Asheville’s Mike Belleme is one of the country’s most prominent documentary photographers.
Photo by Jack Robert

The work of prominent local photographer Mike Belleme, who grew up in Western North Carolina, has appeared in publications including National Geographic, Rolling Stone, and Time. Mise-en-Scène: The Lives & Afterlives of Urban Landscapes (ORO Editions), a book he co-created with urbanist Chris Reed about the relationship between people and their interactions with urban landscapes, was ranked by Photo Eye as one of the 10 best photography books of 2021.

How did you get started?

My first passion was skateboarding, and when you’re immersed in it there are always cameras around taking photos to send to skateboarding magazines. So it was a natural transition.

Tyson Samspon and Amy Walker pass an ear of corn at Walker’s garden at the historical Kituwah Mother Village in Cherokee in the Fall of 2022.

Speaking of “natural transitions” — didn’t you once live in a treehouse?

For three years. At the time, I had been working on a personal project about Wild Roots, a small community in the woods of WNC. I spent time there engrossed in the lifestyle, learning about trees, foraging — and how, when you start a fire using only friction, it becomes a kind ceremony of harnessing intention. My girlfriend — now my wife — and I found the tree house on Craigslist. It had wood heat, a compost toilet, and we just figured it out as we went. 

Is that what inspired your series of botanical photos?

What I noticed was that in particular light, plants would glow. So I’d walk in the woods looking for pops of light, no matter what kind of plant it was. That solidified for me that all of them are beautiful, not that only some deserve celebration. As artists we try so hard to capture beauty, but we just have to learn to go look and see the art around us.

A group of employees of Onozaki Miso shop in Yaita, Japan in the summer of 2023.
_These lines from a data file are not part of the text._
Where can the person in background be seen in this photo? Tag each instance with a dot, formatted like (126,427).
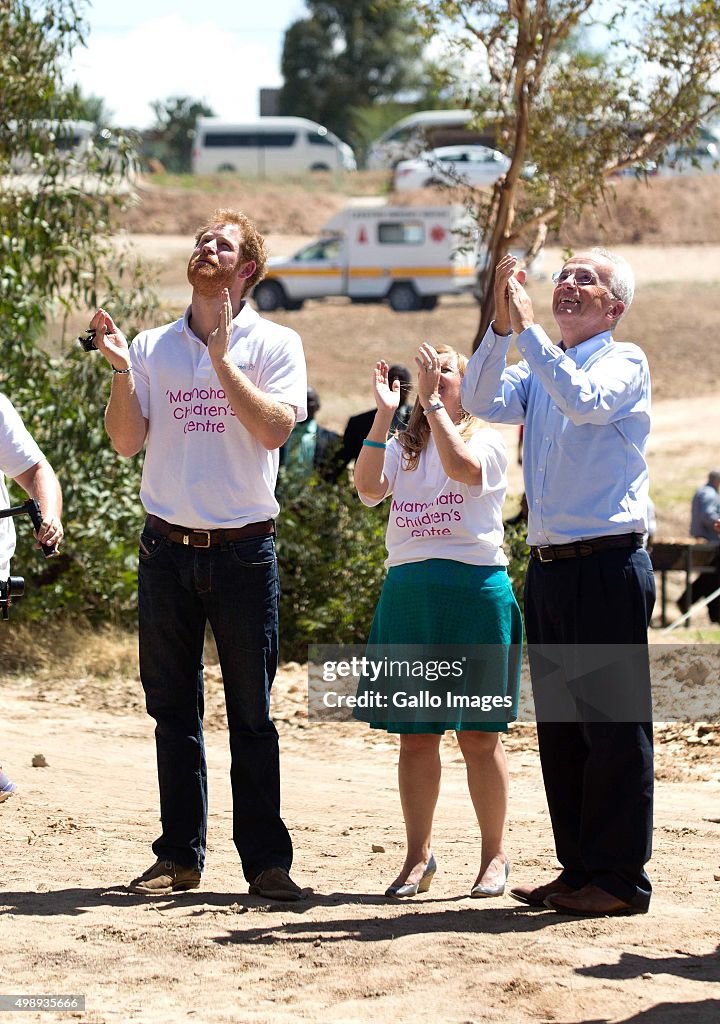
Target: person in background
(705,525)
(358,426)
(446,584)
(311,446)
What’s your latest project? 

In 1979, my parents journeyed to Yaita, Japan, a small rural town north of Tokyo, to learn how to make miso from the Onozaki family in a small, traditional handcrafted miso shop. When they returned to the States, they started Miso Master, which is now the largest traditionally fermented miso operation in the world. My father was a very talented photographer, and I’ve spent many hours digging through thousands of images in his archive. Last summer I decided that I needed to make my own pilgrimage to the Onozaki miso shop and make my own images of it, the Onozaki family, and the surrounding area. My goal is to combine my images with my father’s for an intergenerational conversation spanning over 40 years.
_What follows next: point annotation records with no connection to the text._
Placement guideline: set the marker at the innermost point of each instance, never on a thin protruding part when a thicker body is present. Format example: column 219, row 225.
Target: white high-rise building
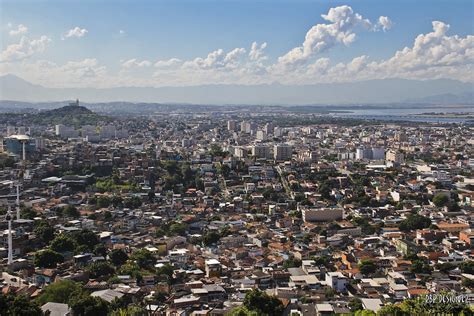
column 231, row 125
column 88, row 130
column 11, row 130
column 107, row 132
column 277, row 132
column 268, row 128
column 261, row 151
column 395, row 156
column 282, row 152
column 261, row 135
column 65, row 131
column 378, row 153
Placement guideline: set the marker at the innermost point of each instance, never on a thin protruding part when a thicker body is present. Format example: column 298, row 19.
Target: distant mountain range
column 440, row 91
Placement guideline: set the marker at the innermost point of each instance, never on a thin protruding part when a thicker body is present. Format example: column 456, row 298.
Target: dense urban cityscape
column 222, row 213
column 236, row 158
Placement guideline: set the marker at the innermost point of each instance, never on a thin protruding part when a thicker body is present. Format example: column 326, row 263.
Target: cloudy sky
column 180, row 43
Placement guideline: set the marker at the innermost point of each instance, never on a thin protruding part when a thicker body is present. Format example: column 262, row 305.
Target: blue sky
column 186, row 30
Amy Walker picks October beans with her son, Sean at her garden in the Kituwah Mother Village in Cherokee in the fall of 2022.

Your photos all seem to be about relationships. 
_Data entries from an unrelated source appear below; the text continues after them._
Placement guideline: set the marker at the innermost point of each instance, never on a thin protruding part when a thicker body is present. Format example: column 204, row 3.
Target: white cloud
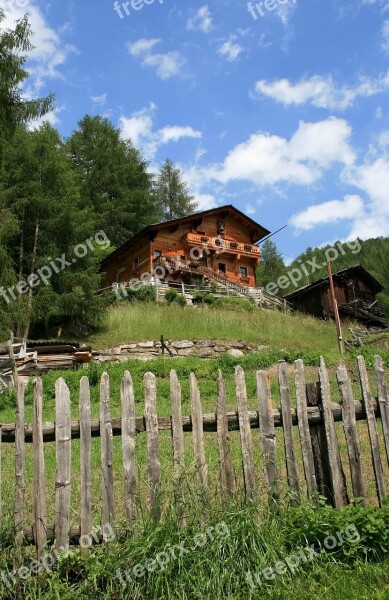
column 328, row 212
column 266, row 159
column 385, row 36
column 249, row 209
column 139, row 128
column 201, row 21
column 321, row 92
column 230, row 50
column 166, row 65
column 142, row 46
column 49, row 54
column 100, row 100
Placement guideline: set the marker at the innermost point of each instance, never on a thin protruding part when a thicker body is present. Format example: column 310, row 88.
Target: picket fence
column 315, row 417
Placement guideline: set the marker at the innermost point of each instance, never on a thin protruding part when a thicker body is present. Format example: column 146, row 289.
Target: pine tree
column 14, row 109
column 113, row 179
column 172, row 194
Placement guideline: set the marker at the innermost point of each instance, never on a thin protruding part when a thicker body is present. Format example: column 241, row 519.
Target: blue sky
column 285, row 115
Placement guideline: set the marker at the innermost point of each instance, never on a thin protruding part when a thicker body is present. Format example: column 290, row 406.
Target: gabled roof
column 257, row 232
column 355, row 270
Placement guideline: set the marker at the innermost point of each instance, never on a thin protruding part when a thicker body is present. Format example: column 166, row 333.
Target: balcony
column 218, row 243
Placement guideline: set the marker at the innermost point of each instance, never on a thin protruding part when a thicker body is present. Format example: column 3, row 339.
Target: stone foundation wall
column 202, row 348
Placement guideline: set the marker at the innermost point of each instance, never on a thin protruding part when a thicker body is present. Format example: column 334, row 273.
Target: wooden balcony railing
column 215, row 243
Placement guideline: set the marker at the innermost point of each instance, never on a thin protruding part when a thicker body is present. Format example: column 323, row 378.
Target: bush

I’m a curious person, and if a photo captures the moment that made you curious, that curiosity can be transmitted to the viewer. I worked on a project in Cherokee where I started developing relationships with people who are teaching me about foraging and plants. Photographing them never even crossed my mind. I just wanted to learn, be helpful, and develop reciprocal friendships. Then The New York Times wanted regional photos and I asked my friends how they felt about that. They said yeah, because they are into initiatives to preserve their culture. [The newspaper published the photos last October.]

People living at the Wild Roots community return from a day of picking apples for cider in October of 2015.

How did you first get noticed by such preeminent publications?

By building a personal portfolio — and relationships. The photojournalist scene was smaller than I thought. I took a workshop where they invited editors and publishers to meet. Then I went to New York City, and The Wall Street Journal, The New York Times, and Time Magazine sat down with me. That connected me to the community.